The report, by the Central Police District Command and the Bureau of Fire Protection, said the Ozone disco in Manila's Quezon City district had "flagrant violations ... which led to conditions that made the nightspot into a deadly fire trap".

"The Ozone disco had no fire exits. (It) had more than 300 customers and disco personnel inside a space originally intended, according to the building plans, for a maximum of 60 persons," the report, submitted to President Fidel Ramos, said.

The blaze early on Tuesday killed 152 people and left scores badly burned.

The report blamed five government officials for issuing the disco permits despite its violations of building safety laws.

The latest tragedy in the disaster-prone Philippines has created an uproar, with politicians and commentators demanding the government jail those responsible.

Meanwhile, police yesterday drew up criminal charges against the owners of the disco.

"They are now preparing the charges to be filed based on sworn statements, " from the owners and survivors of the Ozone disco," said Interior Department spokesman Jess Matubis.

Senior Superintendent Hercules Cataluna was to submit the statements yesterday to government prosecutors who will determine the charges filed against the owners and "others responsible," Matubis told AFP.

Eloisa Orolfo, a 16-year-old who suffered second and third- degree burns on 95 percent of her body died yesterday. She had been on a respirator since Tuesday's disaster.

"Her burns and inhalation injuries were too much for her to bear," Inocencio Oballo, a doctor at the East Avenue Medical Center said.

Nineteen-year-old Michael Miranda is still fighting for his life at the hospital on a respirator.

"We are all saddened. But we are doing all we can to save Michael," Oballo said.

In the Manila district of Santa Ana, residents were to hold a memorial mass yesterday for 19 teenagers from their community who died in the Philippines worst fire disaster in 50 years.

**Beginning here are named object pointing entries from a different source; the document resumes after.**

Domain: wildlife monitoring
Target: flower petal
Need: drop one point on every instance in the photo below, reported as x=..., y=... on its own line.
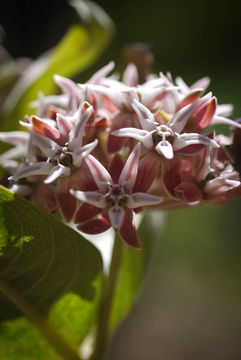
x=128, y=232
x=99, y=172
x=91, y=197
x=145, y=116
x=165, y=149
x=136, y=200
x=116, y=214
x=129, y=172
x=41, y=168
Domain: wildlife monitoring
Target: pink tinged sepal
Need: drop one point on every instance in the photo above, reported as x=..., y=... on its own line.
x=56, y=172
x=95, y=226
x=172, y=175
x=189, y=191
x=79, y=154
x=85, y=213
x=99, y=173
x=41, y=168
x=143, y=136
x=129, y=172
x=116, y=214
x=67, y=203
x=145, y=116
x=128, y=232
x=186, y=139
x=179, y=120
x=91, y=197
x=76, y=134
x=136, y=200
x=164, y=148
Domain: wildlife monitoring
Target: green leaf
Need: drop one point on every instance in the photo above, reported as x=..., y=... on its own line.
x=57, y=270
x=134, y=268
x=81, y=46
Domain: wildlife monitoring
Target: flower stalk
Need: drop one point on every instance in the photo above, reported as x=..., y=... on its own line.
x=103, y=326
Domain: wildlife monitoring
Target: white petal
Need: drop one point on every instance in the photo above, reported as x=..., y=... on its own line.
x=129, y=171
x=116, y=215
x=145, y=116
x=80, y=153
x=76, y=133
x=165, y=149
x=91, y=197
x=99, y=173
x=143, y=136
x=179, y=120
x=186, y=139
x=41, y=168
x=136, y=200
x=56, y=172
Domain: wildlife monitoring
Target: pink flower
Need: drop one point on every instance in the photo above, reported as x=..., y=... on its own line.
x=114, y=196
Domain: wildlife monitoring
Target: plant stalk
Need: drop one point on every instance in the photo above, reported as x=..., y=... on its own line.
x=102, y=335
x=54, y=339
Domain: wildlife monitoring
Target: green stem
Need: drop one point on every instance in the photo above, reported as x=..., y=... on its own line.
x=102, y=336
x=53, y=338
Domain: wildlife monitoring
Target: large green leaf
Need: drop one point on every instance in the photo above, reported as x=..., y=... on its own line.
x=134, y=268
x=57, y=270
x=81, y=46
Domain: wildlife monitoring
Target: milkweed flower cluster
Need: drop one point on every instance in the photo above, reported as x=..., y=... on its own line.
x=101, y=151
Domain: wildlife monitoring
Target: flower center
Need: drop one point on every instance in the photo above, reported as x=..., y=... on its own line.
x=116, y=195
x=162, y=133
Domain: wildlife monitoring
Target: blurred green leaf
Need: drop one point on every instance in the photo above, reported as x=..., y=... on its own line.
x=81, y=46
x=134, y=268
x=57, y=270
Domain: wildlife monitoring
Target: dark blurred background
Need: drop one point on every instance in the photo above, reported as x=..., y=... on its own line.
x=191, y=304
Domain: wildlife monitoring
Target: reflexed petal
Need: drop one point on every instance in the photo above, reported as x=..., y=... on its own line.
x=15, y=137
x=102, y=73
x=91, y=197
x=165, y=149
x=178, y=121
x=116, y=215
x=136, y=200
x=128, y=232
x=63, y=123
x=129, y=172
x=186, y=139
x=56, y=172
x=138, y=134
x=145, y=116
x=223, y=120
x=41, y=168
x=79, y=154
x=99, y=172
x=189, y=192
x=76, y=133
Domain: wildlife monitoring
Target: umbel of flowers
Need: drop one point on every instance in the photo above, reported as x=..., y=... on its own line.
x=101, y=151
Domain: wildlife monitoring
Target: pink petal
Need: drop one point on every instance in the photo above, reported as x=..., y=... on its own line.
x=129, y=172
x=40, y=127
x=136, y=200
x=172, y=175
x=128, y=232
x=116, y=214
x=189, y=191
x=91, y=197
x=164, y=148
x=116, y=167
x=145, y=116
x=99, y=172
x=95, y=226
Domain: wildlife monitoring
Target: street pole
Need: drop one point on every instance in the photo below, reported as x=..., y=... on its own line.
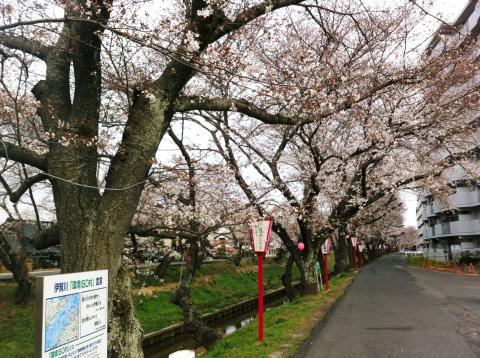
x=325, y=267
x=260, y=295
x=355, y=258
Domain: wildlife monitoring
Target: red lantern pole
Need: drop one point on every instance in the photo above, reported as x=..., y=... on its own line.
x=325, y=268
x=260, y=295
x=355, y=258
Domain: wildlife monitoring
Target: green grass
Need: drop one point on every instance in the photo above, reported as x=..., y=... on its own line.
x=286, y=326
x=217, y=285
x=415, y=260
x=16, y=325
x=226, y=286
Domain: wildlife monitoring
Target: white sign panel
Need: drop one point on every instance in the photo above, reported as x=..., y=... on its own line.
x=73, y=312
x=326, y=247
x=260, y=233
x=354, y=241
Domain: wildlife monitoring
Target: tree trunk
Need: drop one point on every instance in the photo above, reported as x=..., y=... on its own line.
x=342, y=254
x=310, y=273
x=205, y=335
x=13, y=256
x=287, y=279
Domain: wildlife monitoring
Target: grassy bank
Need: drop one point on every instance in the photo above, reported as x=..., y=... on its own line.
x=286, y=326
x=16, y=325
x=217, y=285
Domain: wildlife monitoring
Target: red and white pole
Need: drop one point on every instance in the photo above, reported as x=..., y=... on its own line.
x=325, y=268
x=260, y=295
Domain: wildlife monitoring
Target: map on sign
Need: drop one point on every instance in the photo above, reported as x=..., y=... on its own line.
x=74, y=313
x=326, y=247
x=61, y=320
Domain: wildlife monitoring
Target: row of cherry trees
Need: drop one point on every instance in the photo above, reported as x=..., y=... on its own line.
x=313, y=113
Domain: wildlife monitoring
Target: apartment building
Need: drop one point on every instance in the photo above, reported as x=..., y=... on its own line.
x=450, y=226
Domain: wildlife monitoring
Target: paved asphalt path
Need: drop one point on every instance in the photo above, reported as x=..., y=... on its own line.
x=392, y=310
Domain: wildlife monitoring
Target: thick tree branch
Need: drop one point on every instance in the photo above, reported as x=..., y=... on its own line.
x=32, y=47
x=47, y=237
x=251, y=14
x=28, y=183
x=22, y=155
x=185, y=104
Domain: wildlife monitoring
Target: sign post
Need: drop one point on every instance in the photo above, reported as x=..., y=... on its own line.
x=326, y=251
x=260, y=235
x=354, y=244
x=317, y=273
x=72, y=315
x=361, y=247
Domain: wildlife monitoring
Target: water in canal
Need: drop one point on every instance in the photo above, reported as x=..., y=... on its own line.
x=227, y=326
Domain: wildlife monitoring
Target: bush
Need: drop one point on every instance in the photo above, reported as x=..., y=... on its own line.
x=467, y=258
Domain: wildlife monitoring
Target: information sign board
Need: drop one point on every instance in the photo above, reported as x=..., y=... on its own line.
x=354, y=241
x=260, y=234
x=72, y=311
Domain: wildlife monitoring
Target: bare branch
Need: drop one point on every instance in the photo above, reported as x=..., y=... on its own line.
x=22, y=155
x=32, y=47
x=27, y=184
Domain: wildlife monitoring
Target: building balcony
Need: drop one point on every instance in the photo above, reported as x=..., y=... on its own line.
x=456, y=228
x=465, y=198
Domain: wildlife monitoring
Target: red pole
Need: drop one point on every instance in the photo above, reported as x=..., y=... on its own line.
x=260, y=296
x=355, y=257
x=325, y=268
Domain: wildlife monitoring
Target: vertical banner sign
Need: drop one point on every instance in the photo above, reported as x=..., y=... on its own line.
x=72, y=315
x=260, y=235
x=326, y=251
x=354, y=244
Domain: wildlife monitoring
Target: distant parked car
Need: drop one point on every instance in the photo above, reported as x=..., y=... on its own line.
x=412, y=253
x=148, y=256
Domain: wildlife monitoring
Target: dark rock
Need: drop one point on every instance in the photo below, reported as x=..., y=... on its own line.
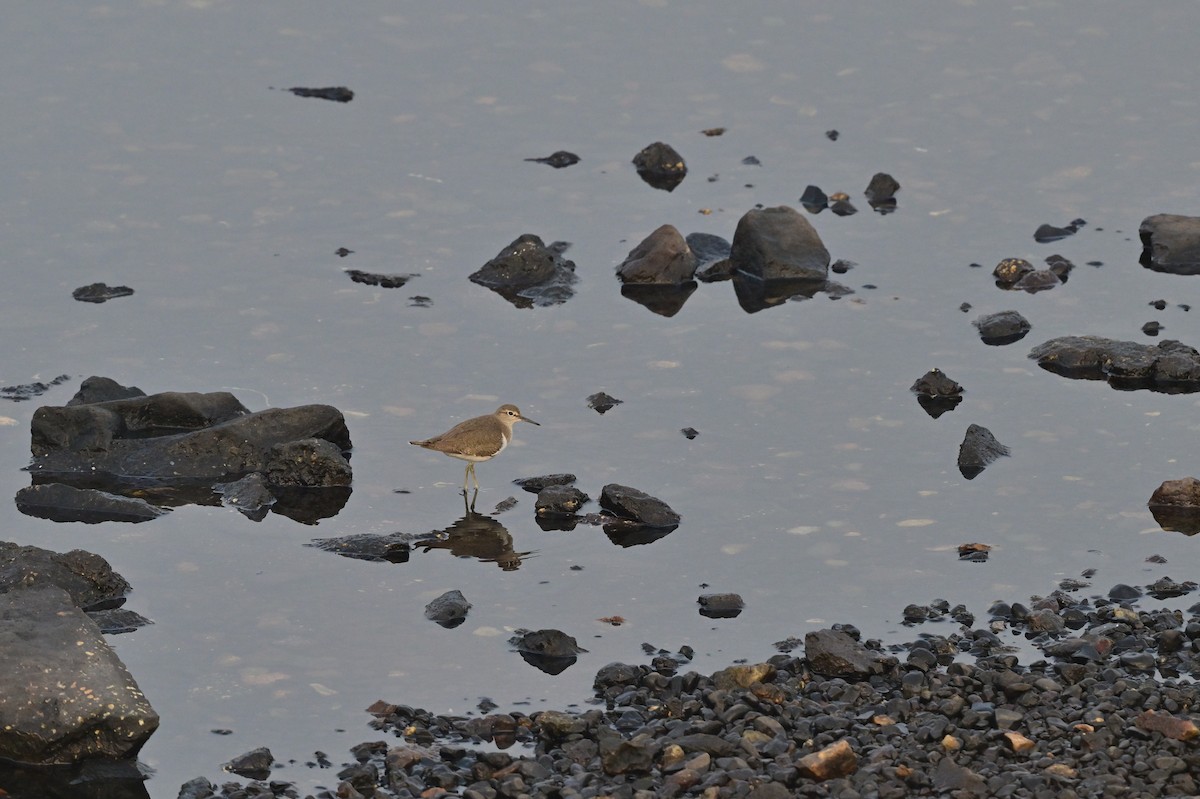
x=382, y=281
x=534, y=485
x=100, y=293
x=1170, y=244
x=449, y=610
x=881, y=192
x=30, y=390
x=85, y=576
x=779, y=244
x=663, y=257
x=601, y=402
x=336, y=94
x=528, y=272
x=61, y=503
x=979, y=448
x=833, y=653
x=66, y=697
x=720, y=606
x=255, y=764
x=631, y=504
x=558, y=160
x=99, y=389
x=559, y=500
x=1002, y=328
x=660, y=166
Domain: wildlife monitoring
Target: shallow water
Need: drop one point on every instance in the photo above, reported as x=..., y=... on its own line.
x=154, y=146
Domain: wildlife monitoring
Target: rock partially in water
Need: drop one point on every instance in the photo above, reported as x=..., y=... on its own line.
x=779, y=244
x=449, y=610
x=101, y=293
x=558, y=160
x=661, y=258
x=528, y=272
x=1002, y=328
x=660, y=166
x=66, y=695
x=1170, y=244
x=978, y=449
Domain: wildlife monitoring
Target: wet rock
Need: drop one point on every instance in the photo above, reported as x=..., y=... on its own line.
x=529, y=272
x=663, y=299
x=558, y=160
x=637, y=506
x=720, y=606
x=779, y=244
x=660, y=166
x=1002, y=328
x=1048, y=233
x=979, y=448
x=373, y=278
x=534, y=485
x=61, y=503
x=449, y=610
x=336, y=94
x=66, y=697
x=559, y=500
x=30, y=390
x=100, y=293
x=663, y=257
x=1170, y=244
x=601, y=402
x=881, y=192
x=255, y=764
x=1168, y=367
x=833, y=653
x=837, y=760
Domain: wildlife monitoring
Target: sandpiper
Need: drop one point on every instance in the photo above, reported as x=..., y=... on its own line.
x=478, y=439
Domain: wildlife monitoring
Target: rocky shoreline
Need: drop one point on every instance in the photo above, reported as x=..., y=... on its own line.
x=1110, y=709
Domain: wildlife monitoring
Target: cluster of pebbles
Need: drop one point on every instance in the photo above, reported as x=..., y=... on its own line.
x=1109, y=709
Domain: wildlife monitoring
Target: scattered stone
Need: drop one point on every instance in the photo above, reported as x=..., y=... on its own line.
x=720, y=606
x=601, y=402
x=779, y=244
x=529, y=272
x=1170, y=244
x=979, y=448
x=255, y=764
x=1002, y=328
x=336, y=94
x=101, y=293
x=663, y=258
x=382, y=281
x=637, y=506
x=449, y=610
x=30, y=390
x=660, y=166
x=881, y=192
x=558, y=160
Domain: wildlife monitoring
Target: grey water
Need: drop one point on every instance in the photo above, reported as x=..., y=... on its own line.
x=154, y=145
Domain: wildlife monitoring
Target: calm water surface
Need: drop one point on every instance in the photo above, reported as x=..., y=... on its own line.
x=151, y=145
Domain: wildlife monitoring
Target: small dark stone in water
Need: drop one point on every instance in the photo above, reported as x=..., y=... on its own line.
x=382, y=281
x=720, y=606
x=337, y=94
x=601, y=402
x=30, y=390
x=558, y=160
x=101, y=293
x=978, y=449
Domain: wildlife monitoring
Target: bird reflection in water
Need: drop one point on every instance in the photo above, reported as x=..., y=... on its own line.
x=477, y=535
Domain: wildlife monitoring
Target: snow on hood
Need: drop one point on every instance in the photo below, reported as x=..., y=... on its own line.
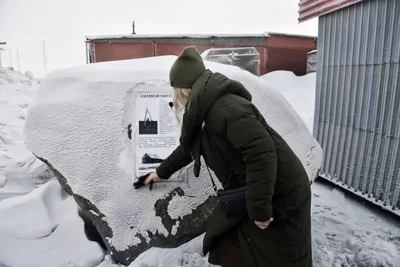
x=16, y=161
x=299, y=91
x=83, y=113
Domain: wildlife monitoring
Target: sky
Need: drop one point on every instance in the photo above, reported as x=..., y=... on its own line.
x=60, y=26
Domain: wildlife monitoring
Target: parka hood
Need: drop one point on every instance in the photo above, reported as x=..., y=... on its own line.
x=205, y=91
x=208, y=88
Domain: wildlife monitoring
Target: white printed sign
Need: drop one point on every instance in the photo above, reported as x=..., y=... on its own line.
x=156, y=131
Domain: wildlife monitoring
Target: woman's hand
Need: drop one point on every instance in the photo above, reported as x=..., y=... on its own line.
x=264, y=225
x=153, y=177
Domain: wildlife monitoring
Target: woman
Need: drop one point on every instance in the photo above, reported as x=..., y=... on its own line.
x=221, y=124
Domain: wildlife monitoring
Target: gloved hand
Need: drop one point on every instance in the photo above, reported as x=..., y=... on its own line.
x=285, y=219
x=140, y=182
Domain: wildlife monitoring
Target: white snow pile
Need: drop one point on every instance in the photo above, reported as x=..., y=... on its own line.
x=17, y=164
x=299, y=91
x=346, y=233
x=43, y=229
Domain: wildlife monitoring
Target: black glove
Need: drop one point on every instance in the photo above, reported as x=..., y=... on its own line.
x=285, y=219
x=140, y=182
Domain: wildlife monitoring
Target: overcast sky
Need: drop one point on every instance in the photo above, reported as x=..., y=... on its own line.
x=24, y=24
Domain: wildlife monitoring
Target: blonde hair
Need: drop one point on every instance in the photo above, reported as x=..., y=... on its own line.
x=180, y=99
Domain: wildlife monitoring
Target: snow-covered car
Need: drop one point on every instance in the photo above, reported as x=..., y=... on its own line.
x=93, y=125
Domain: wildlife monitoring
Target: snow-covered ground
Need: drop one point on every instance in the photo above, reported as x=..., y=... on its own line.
x=20, y=171
x=299, y=91
x=42, y=228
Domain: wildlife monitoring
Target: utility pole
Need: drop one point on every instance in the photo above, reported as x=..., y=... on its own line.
x=18, y=62
x=44, y=57
x=11, y=64
x=1, y=49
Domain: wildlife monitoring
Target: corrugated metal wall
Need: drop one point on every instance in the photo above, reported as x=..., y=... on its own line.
x=357, y=116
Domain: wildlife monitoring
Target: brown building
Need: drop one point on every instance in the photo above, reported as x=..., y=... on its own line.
x=277, y=51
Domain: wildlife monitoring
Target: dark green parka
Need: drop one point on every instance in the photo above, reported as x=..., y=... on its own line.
x=241, y=149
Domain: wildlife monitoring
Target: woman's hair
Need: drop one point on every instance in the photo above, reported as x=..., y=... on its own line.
x=180, y=99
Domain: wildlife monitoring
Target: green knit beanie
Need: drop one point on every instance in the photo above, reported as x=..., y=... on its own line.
x=187, y=68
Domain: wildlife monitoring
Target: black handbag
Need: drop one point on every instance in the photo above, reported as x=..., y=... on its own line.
x=233, y=201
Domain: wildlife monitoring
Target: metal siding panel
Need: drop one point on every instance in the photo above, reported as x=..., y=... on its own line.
x=358, y=100
x=309, y=9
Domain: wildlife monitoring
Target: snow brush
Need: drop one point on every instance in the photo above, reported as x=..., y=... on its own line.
x=140, y=182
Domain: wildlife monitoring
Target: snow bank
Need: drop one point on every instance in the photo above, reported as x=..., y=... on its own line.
x=84, y=113
x=346, y=233
x=17, y=163
x=299, y=91
x=43, y=229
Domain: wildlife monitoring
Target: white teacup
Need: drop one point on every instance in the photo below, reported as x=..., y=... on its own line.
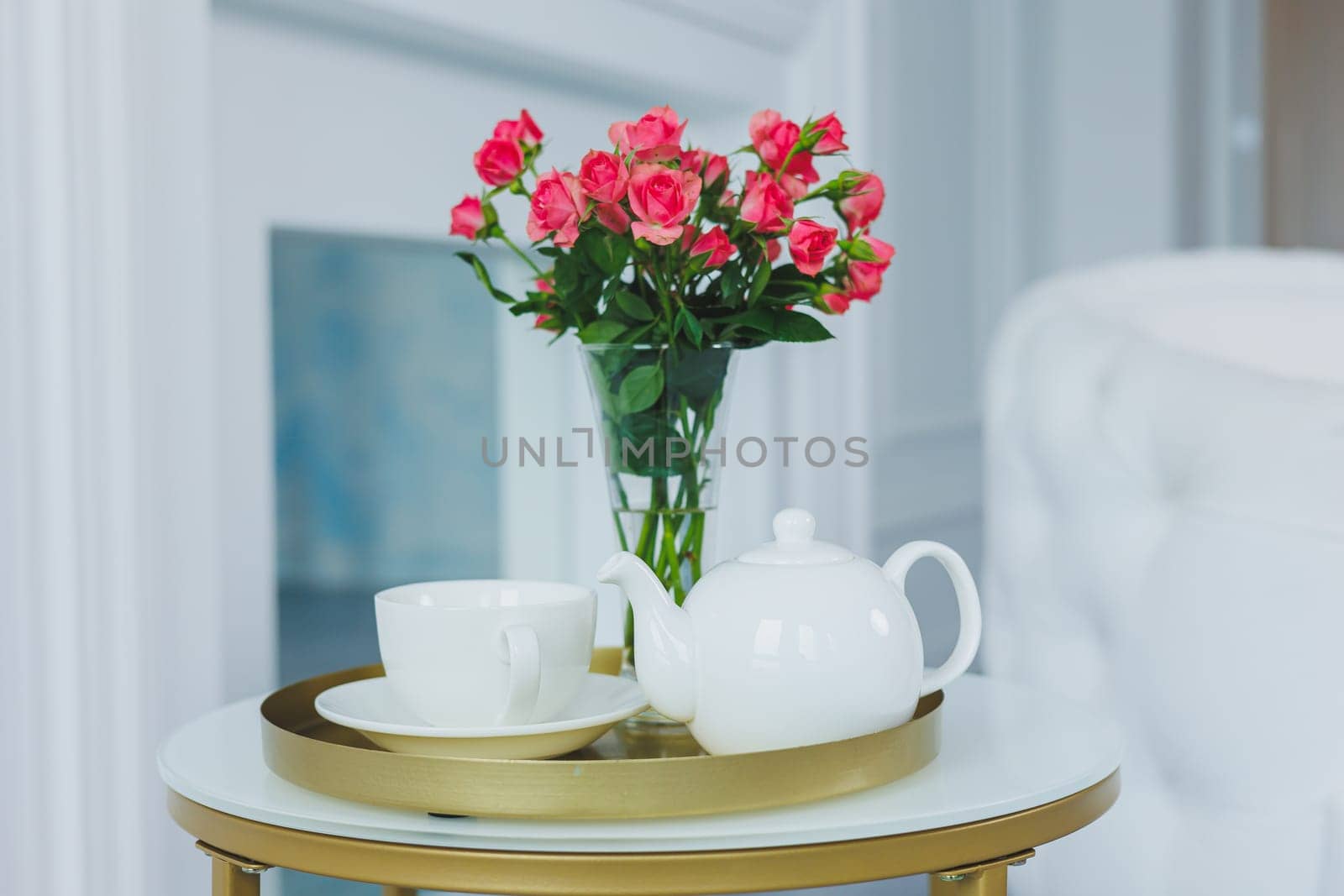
x=487, y=652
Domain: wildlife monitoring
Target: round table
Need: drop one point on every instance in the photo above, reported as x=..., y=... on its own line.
x=1016, y=770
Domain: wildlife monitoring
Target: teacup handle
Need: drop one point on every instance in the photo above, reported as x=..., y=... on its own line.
x=968, y=606
x=524, y=673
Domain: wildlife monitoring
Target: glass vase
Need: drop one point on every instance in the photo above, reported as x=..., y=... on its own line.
x=660, y=412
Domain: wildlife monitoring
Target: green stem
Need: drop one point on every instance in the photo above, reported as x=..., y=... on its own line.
x=523, y=255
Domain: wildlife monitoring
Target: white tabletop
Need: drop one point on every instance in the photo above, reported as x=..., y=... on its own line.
x=1005, y=748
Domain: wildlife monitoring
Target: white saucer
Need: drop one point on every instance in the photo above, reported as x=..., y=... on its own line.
x=369, y=705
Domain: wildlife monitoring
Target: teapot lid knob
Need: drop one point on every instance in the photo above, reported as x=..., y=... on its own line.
x=795, y=526
x=793, y=543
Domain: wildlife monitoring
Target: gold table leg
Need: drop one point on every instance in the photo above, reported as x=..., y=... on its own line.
x=981, y=879
x=232, y=875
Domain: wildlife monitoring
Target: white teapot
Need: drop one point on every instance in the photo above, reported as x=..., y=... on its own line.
x=795, y=642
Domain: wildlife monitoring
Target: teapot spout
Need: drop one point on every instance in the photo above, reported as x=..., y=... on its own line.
x=664, y=645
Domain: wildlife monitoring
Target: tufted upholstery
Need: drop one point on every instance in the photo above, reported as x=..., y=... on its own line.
x=1166, y=537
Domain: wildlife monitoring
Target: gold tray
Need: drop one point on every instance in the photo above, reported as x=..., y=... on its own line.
x=629, y=773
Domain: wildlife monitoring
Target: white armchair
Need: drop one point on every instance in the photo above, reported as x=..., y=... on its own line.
x=1166, y=539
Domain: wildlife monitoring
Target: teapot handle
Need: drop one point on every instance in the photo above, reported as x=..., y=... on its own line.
x=968, y=606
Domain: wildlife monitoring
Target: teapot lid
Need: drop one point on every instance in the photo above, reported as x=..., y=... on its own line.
x=793, y=543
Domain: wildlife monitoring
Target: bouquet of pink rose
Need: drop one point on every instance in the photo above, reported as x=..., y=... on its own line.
x=649, y=242
x=664, y=268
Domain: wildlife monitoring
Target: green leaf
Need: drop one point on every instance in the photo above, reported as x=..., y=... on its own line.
x=605, y=250
x=759, y=282
x=859, y=250
x=689, y=322
x=481, y=275
x=640, y=389
x=566, y=275
x=757, y=318
x=633, y=305
x=797, y=327
x=601, y=332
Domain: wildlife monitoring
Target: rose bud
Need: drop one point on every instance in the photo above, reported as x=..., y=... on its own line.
x=655, y=137
x=604, y=176
x=810, y=244
x=832, y=136
x=662, y=197
x=864, y=203
x=557, y=207
x=524, y=130
x=714, y=242
x=499, y=160
x=765, y=203
x=468, y=217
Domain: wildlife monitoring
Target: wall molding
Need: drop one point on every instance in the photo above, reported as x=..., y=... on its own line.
x=112, y=571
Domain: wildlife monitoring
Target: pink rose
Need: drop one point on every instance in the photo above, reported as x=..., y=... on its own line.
x=799, y=175
x=468, y=217
x=604, y=176
x=864, y=204
x=837, y=302
x=773, y=136
x=558, y=206
x=765, y=203
x=524, y=130
x=655, y=137
x=662, y=199
x=866, y=277
x=832, y=136
x=613, y=217
x=499, y=160
x=717, y=244
x=810, y=244
x=710, y=165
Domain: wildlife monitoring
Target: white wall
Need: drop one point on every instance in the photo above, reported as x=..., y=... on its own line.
x=1026, y=137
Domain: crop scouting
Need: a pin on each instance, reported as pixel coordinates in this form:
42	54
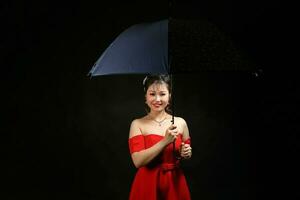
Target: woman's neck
158	115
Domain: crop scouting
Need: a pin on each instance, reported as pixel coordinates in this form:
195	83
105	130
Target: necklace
159	122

In the past two days, police and city officials have padlocked discos and nightclubs around Manila found to have violated safety and building codes.

Matubis said four night clubs in Quezon City, where the Ozone was, and three in the northern suburb of Valenzuela had been closed.

Press reports, quoting officials, say 18 nightclubs in the southern suburb of Pasay were closed because they fire exits, fire extinguishers and building and electrical permits.